Regents fear more cuts mean tuition increases

Tuition at KU more than triples in decade

Tuition at Kansas University for two semesters for an undergraduate Kansas resident taking 15 hours per semester:

1999-00 $2,090

2000-01 $2,267

2001-02 $2,333

2002-03 $2,921

2003-04 $3,527

2004-05 $4,163

2005-06 $4,824

2006-07 $5,513

2007-08* $6,390 (compact),

$5,844 (standard)

2008-09 $6,878 (compact),

$6,195 (standard)

2009-10 $7,359 (compact),

$6,567 (standard)

  • Beginning in Fall 2007, entering first-time freshmen must enroll under the four-year tuition compact. The compact will fix tuition rates for four years and set course fees and required campus fees in a four-year schedule. All other enrolled students pay the standard tuition rate.

? The Kansas Board of Regents fears that there will be a big funding cut to higher education this week when Gov. Mark Parkinson releases his budget-balancing plan and that there will be even more reductions during the 2010 legislative session that starts in January.

And Regents Vice Chairman Gary Sherrer said that may mean a big tuition increase next year.

“I shudder to think what our tuition discussion is going to be like in the spring, based on what I think is going to happen to us in the Legislature,” Sherrer said.

State funding to the Kansas higher education system has already been cut $100 million, or 12 percent, because of the drop in state revenues.

But because of a continued decline in tax revenue, the state is facing a $260 million deficit. Parkinson has said he will announce more budget cuts this week.

With education funding making up two-thirds of the budget — public schools 50 percent and higher education 17 percent — the state’s universities and colleges expect to sustain another cut.

But Parkinson said he supports higher education and hopes the Legislature will provide the needed revenue.

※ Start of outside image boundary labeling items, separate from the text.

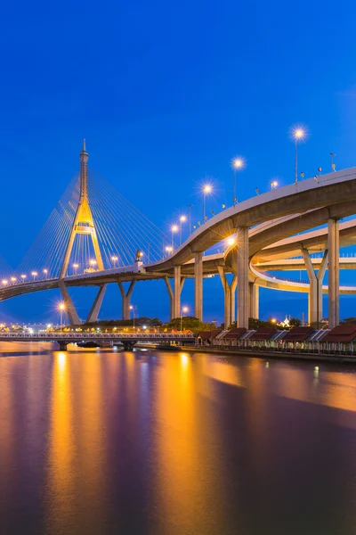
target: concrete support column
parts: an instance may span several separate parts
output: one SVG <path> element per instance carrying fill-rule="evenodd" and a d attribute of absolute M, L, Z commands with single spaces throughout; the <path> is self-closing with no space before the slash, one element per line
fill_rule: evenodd
<path fill-rule="evenodd" d="M 236 321 L 236 288 L 238 285 L 238 277 L 236 275 L 234 276 L 231 285 L 231 324 Z"/>
<path fill-rule="evenodd" d="M 62 281 L 62 280 L 60 279 L 58 281 L 58 285 L 60 287 L 61 298 L 62 298 L 63 302 L 65 304 L 66 312 L 67 312 L 68 317 L 69 318 L 70 325 L 81 325 L 81 321 L 79 319 L 79 316 L 77 315 L 77 312 L 76 310 L 76 307 L 73 304 L 73 301 L 72 301 L 71 297 L 69 295 L 69 291 L 67 289 L 67 286 L 64 284 L 64 281 Z"/>
<path fill-rule="evenodd" d="M 226 274 L 223 270 L 222 266 L 218 266 L 217 269 L 219 271 L 220 279 L 222 281 L 222 288 L 223 288 L 223 323 L 225 325 L 225 329 L 227 329 L 233 321 L 235 321 L 235 293 L 236 293 L 236 283 L 237 276 L 234 276 L 231 284 L 229 284 L 229 281 L 226 277 Z M 234 296 L 232 298 L 232 295 Z M 232 319 L 233 316 L 233 319 Z"/>
<path fill-rule="evenodd" d="M 259 287 L 255 283 L 248 283 L 249 317 L 258 319 L 259 316 Z"/>
<path fill-rule="evenodd" d="M 122 319 L 130 319 L 130 298 L 134 290 L 135 280 L 130 283 L 127 292 L 125 292 L 124 284 L 121 281 L 117 282 L 122 297 Z"/>
<path fill-rule="evenodd" d="M 181 316 L 181 266 L 174 266 L 174 317 Z"/>
<path fill-rule="evenodd" d="M 238 228 L 238 326 L 248 329 L 248 227 Z"/>
<path fill-rule="evenodd" d="M 201 252 L 195 253 L 194 309 L 195 317 L 203 321 L 203 254 Z"/>
<path fill-rule="evenodd" d="M 339 325 L 340 275 L 339 275 L 339 222 L 328 219 L 328 326 Z"/>
<path fill-rule="evenodd" d="M 302 249 L 302 254 L 308 272 L 310 284 L 308 294 L 308 323 L 309 325 L 312 325 L 312 323 L 320 324 L 322 320 L 322 282 L 328 265 L 328 251 L 327 249 L 324 252 L 318 274 L 315 273 L 308 251 Z"/>
<path fill-rule="evenodd" d="M 174 317 L 174 294 L 172 290 L 171 283 L 169 282 L 169 278 L 167 276 L 165 276 L 165 283 L 166 283 L 166 286 L 168 291 L 168 296 L 169 296 L 169 319 L 172 320 Z"/>
<path fill-rule="evenodd" d="M 96 294 L 93 307 L 90 309 L 86 323 L 92 323 L 97 321 L 100 309 L 101 308 L 102 300 L 104 299 L 106 287 L 108 284 L 101 284 L 99 288 L 99 292 Z"/>

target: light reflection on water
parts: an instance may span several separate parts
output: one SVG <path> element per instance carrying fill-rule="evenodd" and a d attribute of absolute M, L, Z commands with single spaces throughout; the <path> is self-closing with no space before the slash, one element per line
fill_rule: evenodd
<path fill-rule="evenodd" d="M 2 533 L 356 532 L 354 367 L 51 349 L 0 346 Z"/>

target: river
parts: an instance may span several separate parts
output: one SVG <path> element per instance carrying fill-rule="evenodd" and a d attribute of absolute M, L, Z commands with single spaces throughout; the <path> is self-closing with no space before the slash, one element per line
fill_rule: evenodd
<path fill-rule="evenodd" d="M 354 535 L 356 367 L 0 346 L 2 535 Z"/>

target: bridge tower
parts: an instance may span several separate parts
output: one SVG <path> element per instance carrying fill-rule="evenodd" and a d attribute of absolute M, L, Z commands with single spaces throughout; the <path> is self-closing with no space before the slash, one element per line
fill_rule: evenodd
<path fill-rule="evenodd" d="M 90 208 L 88 196 L 88 160 L 89 153 L 86 152 L 85 140 L 83 141 L 82 152 L 79 155 L 80 159 L 80 193 L 79 201 L 77 207 L 76 216 L 74 218 L 73 226 L 70 231 L 69 239 L 66 247 L 63 264 L 61 268 L 59 286 L 61 289 L 62 299 L 66 304 L 66 310 L 69 317 L 71 325 L 80 325 L 80 319 L 69 296 L 68 289 L 64 284 L 64 277 L 67 275 L 68 267 L 69 264 L 70 254 L 72 252 L 74 240 L 77 235 L 89 235 L 92 238 L 93 247 L 95 255 L 96 266 L 100 270 L 104 269 L 101 252 L 99 245 L 98 236 L 95 230 L 94 218 Z M 106 284 L 101 285 L 98 296 L 95 300 L 94 306 L 90 311 L 88 321 L 96 321 L 100 305 L 106 290 Z M 98 306 L 99 305 L 99 306 Z"/>

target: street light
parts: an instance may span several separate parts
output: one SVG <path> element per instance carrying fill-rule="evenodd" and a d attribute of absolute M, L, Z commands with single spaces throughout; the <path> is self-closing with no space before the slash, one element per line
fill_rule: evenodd
<path fill-rule="evenodd" d="M 182 321 L 183 321 L 183 315 L 184 312 L 187 313 L 189 311 L 188 307 L 183 307 L 181 310 L 181 333 L 182 333 Z"/>
<path fill-rule="evenodd" d="M 174 247 L 174 232 L 178 232 L 178 226 L 176 225 L 172 225 L 171 232 L 172 232 L 172 249 L 173 249 Z"/>
<path fill-rule="evenodd" d="M 184 223 L 187 220 L 186 216 L 181 216 L 179 218 L 181 222 L 181 231 L 179 233 L 179 244 L 182 245 L 182 223 Z"/>
<path fill-rule="evenodd" d="M 134 319 L 134 305 L 130 305 L 129 309 L 133 311 L 133 319 Z"/>
<path fill-rule="evenodd" d="M 65 305 L 65 303 L 61 302 L 59 304 L 58 308 L 59 308 L 60 313 L 61 313 L 61 333 L 62 325 L 63 325 L 63 311 L 66 309 L 66 305 Z"/>
<path fill-rule="evenodd" d="M 118 260 L 118 257 L 117 257 L 116 255 L 115 255 L 115 256 L 112 256 L 112 257 L 111 257 L 111 259 L 112 259 L 112 261 L 114 262 L 114 268 L 116 268 L 116 267 L 117 267 L 117 260 Z"/>
<path fill-rule="evenodd" d="M 232 160 L 232 170 L 233 170 L 233 187 L 232 187 L 232 206 L 235 206 L 236 198 L 236 171 L 239 171 L 244 168 L 245 161 L 242 158 L 237 157 Z"/>
<path fill-rule="evenodd" d="M 298 141 L 302 141 L 305 137 L 305 129 L 300 127 L 293 128 L 293 137 L 295 142 L 295 182 L 298 184 Z"/>
<path fill-rule="evenodd" d="M 211 192 L 213 191 L 212 186 L 210 185 L 210 184 L 206 184 L 206 185 L 203 186 L 203 224 L 206 222 L 206 197 L 207 194 L 211 193 Z"/>

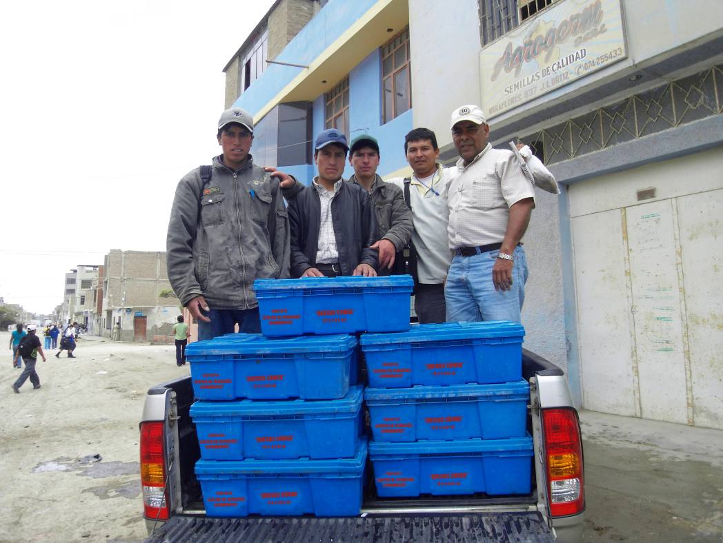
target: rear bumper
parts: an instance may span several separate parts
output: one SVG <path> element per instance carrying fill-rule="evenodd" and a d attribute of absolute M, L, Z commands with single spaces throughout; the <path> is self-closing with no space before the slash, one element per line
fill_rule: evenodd
<path fill-rule="evenodd" d="M 440 515 L 435 516 L 366 516 L 338 518 L 317 517 L 249 517 L 211 518 L 176 516 L 158 528 L 147 542 L 227 541 L 229 535 L 244 543 L 268 541 L 304 542 L 383 541 L 424 543 L 453 534 L 474 542 L 553 543 L 555 539 L 536 512 Z M 441 539 L 440 539 L 441 538 Z"/>
<path fill-rule="evenodd" d="M 584 512 L 579 515 L 554 519 L 552 527 L 555 529 L 555 541 L 558 543 L 579 543 L 583 540 L 583 524 L 584 524 Z"/>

“At some point, the Legislature is going to have to decide to make a commitment to our universities, and I’m hoping that the Legislature makes that commitment in 2010 when they come back in January and we won’t have to raise tuition.

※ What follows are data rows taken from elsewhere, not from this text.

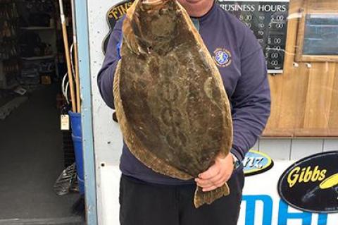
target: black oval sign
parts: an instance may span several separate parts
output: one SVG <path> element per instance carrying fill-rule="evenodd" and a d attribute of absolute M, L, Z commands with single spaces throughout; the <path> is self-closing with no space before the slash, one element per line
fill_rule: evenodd
<path fill-rule="evenodd" d="M 109 25 L 109 33 L 104 37 L 102 43 L 102 51 L 104 52 L 104 54 L 106 54 L 108 41 L 109 40 L 109 37 L 111 36 L 111 31 L 114 28 L 116 21 L 127 13 L 127 9 L 132 6 L 134 1 L 134 0 L 123 1 L 113 6 L 108 11 L 106 18 L 108 25 Z"/>
<path fill-rule="evenodd" d="M 289 167 L 278 193 L 291 206 L 311 212 L 338 212 L 338 151 L 313 154 Z"/>

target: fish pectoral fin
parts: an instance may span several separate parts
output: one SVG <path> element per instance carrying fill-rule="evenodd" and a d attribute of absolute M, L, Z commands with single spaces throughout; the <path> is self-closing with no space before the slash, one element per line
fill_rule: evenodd
<path fill-rule="evenodd" d="M 195 207 L 198 208 L 206 203 L 210 205 L 215 200 L 223 196 L 227 196 L 230 193 L 230 190 L 227 183 L 220 188 L 207 192 L 204 192 L 201 187 L 197 186 L 197 188 L 196 188 L 194 204 L 195 205 Z"/>

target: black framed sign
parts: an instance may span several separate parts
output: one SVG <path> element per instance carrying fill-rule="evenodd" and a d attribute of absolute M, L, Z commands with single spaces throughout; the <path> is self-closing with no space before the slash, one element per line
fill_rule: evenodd
<path fill-rule="evenodd" d="M 289 0 L 217 0 L 254 32 L 262 46 L 270 73 L 282 73 L 287 41 Z"/>

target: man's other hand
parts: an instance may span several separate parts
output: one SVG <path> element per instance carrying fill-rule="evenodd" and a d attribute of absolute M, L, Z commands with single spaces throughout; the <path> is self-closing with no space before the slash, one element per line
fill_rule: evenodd
<path fill-rule="evenodd" d="M 232 154 L 229 153 L 226 157 L 219 154 L 215 164 L 210 168 L 199 174 L 195 178 L 197 186 L 202 188 L 203 191 L 211 191 L 223 186 L 231 176 L 234 170 Z"/>

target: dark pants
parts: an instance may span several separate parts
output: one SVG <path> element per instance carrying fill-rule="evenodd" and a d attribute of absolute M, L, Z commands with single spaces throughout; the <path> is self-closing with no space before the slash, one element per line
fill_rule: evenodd
<path fill-rule="evenodd" d="M 244 183 L 239 170 L 228 181 L 230 195 L 198 209 L 195 185 L 160 186 L 122 175 L 120 183 L 121 225 L 235 225 Z"/>

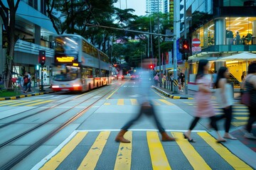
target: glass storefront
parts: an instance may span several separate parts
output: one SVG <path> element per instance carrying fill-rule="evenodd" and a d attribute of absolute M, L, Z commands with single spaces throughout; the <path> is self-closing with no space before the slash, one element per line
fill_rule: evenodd
<path fill-rule="evenodd" d="M 226 45 L 252 45 L 256 43 L 256 17 L 226 17 Z M 201 47 L 214 45 L 215 24 L 212 20 L 192 33 L 192 39 L 199 38 Z M 238 33 L 239 35 L 237 35 Z M 255 41 L 255 42 L 254 42 Z"/>

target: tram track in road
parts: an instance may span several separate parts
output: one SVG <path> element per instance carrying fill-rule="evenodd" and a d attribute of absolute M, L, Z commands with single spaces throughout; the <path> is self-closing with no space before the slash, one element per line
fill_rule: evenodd
<path fill-rule="evenodd" d="M 88 101 L 91 98 L 93 98 L 94 101 L 92 101 L 92 103 L 90 103 L 88 106 L 85 107 L 85 108 L 80 110 L 78 113 L 75 113 L 74 115 L 70 117 L 68 120 L 65 121 L 63 123 L 62 123 L 60 125 L 58 125 L 57 128 L 55 128 L 53 130 L 51 130 L 50 132 L 48 132 L 46 135 L 44 135 L 43 137 L 41 137 L 40 140 L 38 140 L 35 143 L 32 144 L 28 147 L 28 148 L 25 149 L 24 150 L 19 152 L 18 154 L 13 157 L 10 160 L 9 160 L 7 162 L 4 163 L 1 167 L 0 167 L 0 169 L 10 169 L 13 166 L 14 166 L 16 164 L 17 164 L 19 162 L 21 162 L 22 159 L 23 159 L 25 157 L 26 157 L 28 155 L 29 155 L 31 153 L 32 153 L 33 151 L 35 151 L 37 148 L 38 148 L 40 146 L 41 146 L 43 143 L 45 143 L 46 141 L 50 140 L 52 137 L 53 137 L 55 134 L 57 134 L 58 132 L 60 132 L 62 129 L 70 125 L 71 123 L 79 118 L 80 116 L 82 116 L 84 113 L 87 112 L 90 108 L 92 108 L 95 103 L 97 103 L 100 100 L 105 98 L 107 95 L 111 94 L 113 91 L 115 91 L 117 89 L 119 88 L 119 86 L 115 86 L 114 89 L 110 89 L 107 92 L 105 92 L 103 91 L 101 92 L 97 93 L 97 94 L 94 95 L 93 96 L 97 96 L 97 99 L 95 98 L 90 97 L 85 101 L 82 101 L 80 102 L 78 104 L 75 104 L 74 106 L 71 107 L 70 108 L 68 109 L 65 111 L 61 112 L 60 113 L 56 115 L 55 116 L 44 121 L 43 123 L 41 123 L 35 127 L 12 137 L 11 139 L 8 140 L 7 141 L 0 144 L 0 149 L 4 148 L 4 147 L 8 146 L 9 144 L 11 144 L 13 142 L 17 140 L 18 139 L 21 139 L 21 137 L 24 137 L 25 135 L 33 132 L 35 130 L 38 129 L 40 127 L 42 127 L 43 125 L 50 123 L 50 121 L 56 119 L 57 118 L 60 117 L 60 115 L 63 115 L 65 113 L 71 110 L 72 109 L 75 108 L 76 106 Z M 103 94 L 105 92 L 105 94 Z M 103 94 L 102 96 L 98 97 L 99 94 Z M 56 107 L 56 106 L 55 106 Z"/>
<path fill-rule="evenodd" d="M 78 99 L 78 98 L 80 98 L 80 97 L 82 97 L 82 96 L 85 96 L 85 95 L 90 94 L 94 93 L 94 92 L 95 92 L 95 90 L 90 91 L 89 91 L 89 92 L 87 92 L 87 93 L 82 94 L 79 95 L 79 96 L 75 96 L 75 97 L 71 96 L 70 98 L 71 98 L 70 100 L 69 100 L 69 101 L 73 101 L 73 100 L 75 100 L 75 99 Z M 61 100 L 65 100 L 65 101 L 67 101 L 67 98 L 61 98 L 61 99 L 59 100 L 58 101 L 61 101 Z M 21 117 L 21 118 L 18 118 L 18 119 L 16 119 L 16 120 L 14 120 L 10 121 L 10 122 L 9 122 L 9 123 L 3 123 L 3 125 L 0 125 L 0 129 L 1 129 L 1 128 L 4 128 L 4 127 L 6 127 L 6 126 L 7 126 L 7 125 L 11 125 L 11 124 L 13 124 L 13 123 L 16 123 L 16 122 L 21 121 L 21 120 L 23 120 L 23 119 L 30 118 L 30 117 L 31 117 L 31 116 L 33 116 L 33 115 L 36 115 L 39 114 L 39 113 L 43 113 L 43 112 L 49 110 L 50 110 L 50 109 L 52 109 L 52 108 L 56 108 L 56 107 L 58 107 L 58 106 L 61 106 L 61 105 L 63 105 L 63 104 L 65 104 L 65 103 L 66 103 L 66 101 L 65 101 L 65 102 L 60 103 L 58 103 L 58 104 L 56 104 L 56 105 L 54 105 L 54 106 L 50 106 L 50 107 L 49 107 L 49 108 L 46 108 L 46 109 L 44 109 L 44 110 L 43 110 L 37 111 L 37 112 L 36 112 L 36 113 L 32 113 L 32 114 L 31 114 L 31 115 L 28 115 Z M 26 112 L 28 112 L 28 111 L 32 111 L 33 110 L 36 110 L 36 109 L 40 108 L 41 108 L 41 106 L 38 106 L 38 107 L 36 107 L 36 108 L 31 108 L 31 109 L 29 109 L 29 110 L 26 110 L 22 111 L 22 112 L 20 112 L 20 113 L 17 113 L 17 114 L 10 115 L 10 116 L 6 117 L 6 118 L 1 118 L 1 119 L 0 119 L 0 124 L 1 124 L 1 121 L 6 120 L 8 119 L 8 118 L 12 118 L 12 117 L 14 117 L 14 116 L 17 116 L 17 115 L 21 115 L 21 114 L 23 114 L 23 113 L 26 113 Z"/>

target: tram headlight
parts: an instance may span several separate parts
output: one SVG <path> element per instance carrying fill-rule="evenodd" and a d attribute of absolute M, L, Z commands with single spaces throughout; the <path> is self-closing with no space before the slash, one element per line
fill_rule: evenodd
<path fill-rule="evenodd" d="M 73 84 L 73 87 L 76 87 L 76 86 L 80 86 L 80 84 Z"/>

“But it’s up to the Legislature. The Legislature is going to have to support the universities in a way I think the public wants them to be supported,” Parkinson said.

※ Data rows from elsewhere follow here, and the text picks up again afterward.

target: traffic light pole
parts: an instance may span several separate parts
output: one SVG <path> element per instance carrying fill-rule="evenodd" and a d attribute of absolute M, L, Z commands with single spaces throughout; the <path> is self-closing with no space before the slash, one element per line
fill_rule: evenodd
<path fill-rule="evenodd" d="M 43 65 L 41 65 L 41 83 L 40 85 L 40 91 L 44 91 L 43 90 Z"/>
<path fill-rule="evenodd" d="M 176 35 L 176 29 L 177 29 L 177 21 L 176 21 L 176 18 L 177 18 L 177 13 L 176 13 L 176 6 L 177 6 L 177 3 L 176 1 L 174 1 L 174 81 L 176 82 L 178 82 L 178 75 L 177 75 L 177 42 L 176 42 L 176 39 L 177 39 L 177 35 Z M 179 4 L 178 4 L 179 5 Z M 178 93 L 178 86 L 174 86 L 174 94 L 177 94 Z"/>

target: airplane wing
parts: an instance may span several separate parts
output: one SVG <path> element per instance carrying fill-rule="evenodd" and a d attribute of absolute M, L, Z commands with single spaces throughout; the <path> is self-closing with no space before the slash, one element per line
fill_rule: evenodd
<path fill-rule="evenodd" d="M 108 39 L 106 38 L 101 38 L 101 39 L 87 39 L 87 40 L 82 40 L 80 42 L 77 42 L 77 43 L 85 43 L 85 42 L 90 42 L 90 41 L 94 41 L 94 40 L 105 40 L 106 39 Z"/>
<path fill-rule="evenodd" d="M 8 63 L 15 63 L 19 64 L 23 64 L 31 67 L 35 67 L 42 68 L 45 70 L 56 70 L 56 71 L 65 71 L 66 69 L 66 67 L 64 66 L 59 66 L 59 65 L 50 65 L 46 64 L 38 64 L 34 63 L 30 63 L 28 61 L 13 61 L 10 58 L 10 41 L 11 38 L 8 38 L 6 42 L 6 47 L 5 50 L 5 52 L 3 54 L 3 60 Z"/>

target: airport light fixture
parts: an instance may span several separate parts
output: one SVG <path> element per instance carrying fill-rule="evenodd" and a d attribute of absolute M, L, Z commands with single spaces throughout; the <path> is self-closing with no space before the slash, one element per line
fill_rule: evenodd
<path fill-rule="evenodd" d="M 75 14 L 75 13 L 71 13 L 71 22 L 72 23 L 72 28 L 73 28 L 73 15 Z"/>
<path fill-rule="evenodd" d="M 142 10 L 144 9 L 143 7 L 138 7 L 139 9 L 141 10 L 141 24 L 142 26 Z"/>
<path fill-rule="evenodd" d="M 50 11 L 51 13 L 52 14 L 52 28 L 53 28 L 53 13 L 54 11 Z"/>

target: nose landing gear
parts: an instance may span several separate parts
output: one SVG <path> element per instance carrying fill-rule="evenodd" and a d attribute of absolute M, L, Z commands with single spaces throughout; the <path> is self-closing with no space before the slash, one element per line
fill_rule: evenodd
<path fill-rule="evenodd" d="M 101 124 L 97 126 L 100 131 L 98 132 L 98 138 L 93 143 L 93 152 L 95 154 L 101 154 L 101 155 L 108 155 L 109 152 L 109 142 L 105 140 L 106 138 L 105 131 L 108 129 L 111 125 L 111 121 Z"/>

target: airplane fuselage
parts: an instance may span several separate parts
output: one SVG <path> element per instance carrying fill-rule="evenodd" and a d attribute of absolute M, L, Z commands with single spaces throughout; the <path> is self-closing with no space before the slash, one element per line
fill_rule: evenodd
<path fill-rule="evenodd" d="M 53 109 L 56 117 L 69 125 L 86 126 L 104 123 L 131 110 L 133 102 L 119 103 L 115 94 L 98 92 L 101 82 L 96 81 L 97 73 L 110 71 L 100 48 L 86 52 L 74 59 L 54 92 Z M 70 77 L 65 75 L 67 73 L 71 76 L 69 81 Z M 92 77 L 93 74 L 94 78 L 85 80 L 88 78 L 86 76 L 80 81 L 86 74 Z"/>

Regent Chairwoman Jill Docking said higher education is looking at several more years of budget difficulties because of the state’s economy and the eventual evaporation of federal stimulus dollars that have been used to prop up the budget.

But Docking said she wasn’t sure how that would affect tuition. “I can’t tell you where we will be on tuition next spring,” she said.

Over the past decade, tuition at Kansas University has more than tripled, from $2,090 per year to $7,359 per year for incoming freshmen.

The state universities have become much more dependent on tuition as state taxpayer funding per student has declined.

In 1988, state funding made up 47 percent of the higher education budget, but now is just 27 percent, according to regents figures. In 1988, tuition made up 16 percent of higher education budgets; now that is 26 percent.

Sherrer says continued reliance on tuition increases is pricing some Kansans out of higher education. He says it’s time for the Legislature to consider a tax increase.

“I think the majority of Kansans are willing to pay a little more to preserve our investment in higher education,” he said.